Periodic and solitary wave solutions of the three-wave problem. A different approach (Q1121462)

For the so-called three-wave system (1) \[ (Q_ 1)_ t+c_ 1(Q_ 1)_ x)=ir_ 1Q^*_ 2 Q^*_ 3, \] \[ (Q_ 2)_ t+c_ 2(Q_ 2)_ x=ir_ 2Q^*_ 3 Q^*_ 1, \] \[ (Q_ 3)_ t+c_ 3(Q_ 3)_ x=ir_ 3Q^*_ 1 Q^*_ 2, \] which is exactly integrable by means of the inverse scattering transform (IST), a new method to obtain special explicit solutions is proposed.
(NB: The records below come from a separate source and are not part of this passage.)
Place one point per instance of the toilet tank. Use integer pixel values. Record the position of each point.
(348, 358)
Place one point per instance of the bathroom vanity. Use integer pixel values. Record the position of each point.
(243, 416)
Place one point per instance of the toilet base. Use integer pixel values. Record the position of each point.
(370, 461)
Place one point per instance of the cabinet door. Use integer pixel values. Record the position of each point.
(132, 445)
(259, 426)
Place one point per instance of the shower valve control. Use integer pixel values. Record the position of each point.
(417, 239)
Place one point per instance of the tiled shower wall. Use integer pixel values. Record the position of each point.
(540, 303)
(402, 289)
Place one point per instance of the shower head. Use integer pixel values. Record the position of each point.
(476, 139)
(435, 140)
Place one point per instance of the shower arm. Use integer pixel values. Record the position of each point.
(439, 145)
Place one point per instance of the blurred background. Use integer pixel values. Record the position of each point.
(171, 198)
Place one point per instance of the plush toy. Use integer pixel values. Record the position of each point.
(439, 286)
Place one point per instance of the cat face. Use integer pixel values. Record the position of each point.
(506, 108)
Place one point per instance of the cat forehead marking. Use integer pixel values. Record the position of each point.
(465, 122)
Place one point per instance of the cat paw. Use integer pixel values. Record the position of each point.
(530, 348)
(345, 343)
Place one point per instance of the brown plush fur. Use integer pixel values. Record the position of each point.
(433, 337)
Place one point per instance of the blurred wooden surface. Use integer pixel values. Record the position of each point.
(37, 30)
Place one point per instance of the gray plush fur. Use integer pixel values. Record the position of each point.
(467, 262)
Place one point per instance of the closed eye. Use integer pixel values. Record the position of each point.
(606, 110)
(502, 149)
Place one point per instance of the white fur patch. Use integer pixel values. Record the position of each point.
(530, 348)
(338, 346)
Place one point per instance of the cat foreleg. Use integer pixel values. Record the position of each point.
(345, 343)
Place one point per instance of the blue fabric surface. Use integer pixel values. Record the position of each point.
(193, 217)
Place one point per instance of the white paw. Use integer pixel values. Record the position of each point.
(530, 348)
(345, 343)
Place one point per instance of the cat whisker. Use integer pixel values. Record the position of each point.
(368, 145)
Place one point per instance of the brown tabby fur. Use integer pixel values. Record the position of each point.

To that end, bilinear combinations of eigenfunctions of an auxiliary linear problem (on which the IST is based), that are analytic in the spectral parameter \(\lambda\), are assumed to be polynomials of a finite degree n. Next, it is demonstrated that the evolution of zeros \(\lambda_ 0(x,t)\) of those polynomials both in t and x is governed by a closed system of differential equations. For the case \(n=3\), equations governing the x- evolution are integrated explicitly, so that a system of algebraic equations for the zeros results. The method proposed does not require that the unknown functions \(Q_ j\) in equations (1) vanish at \(| x| =\infty\).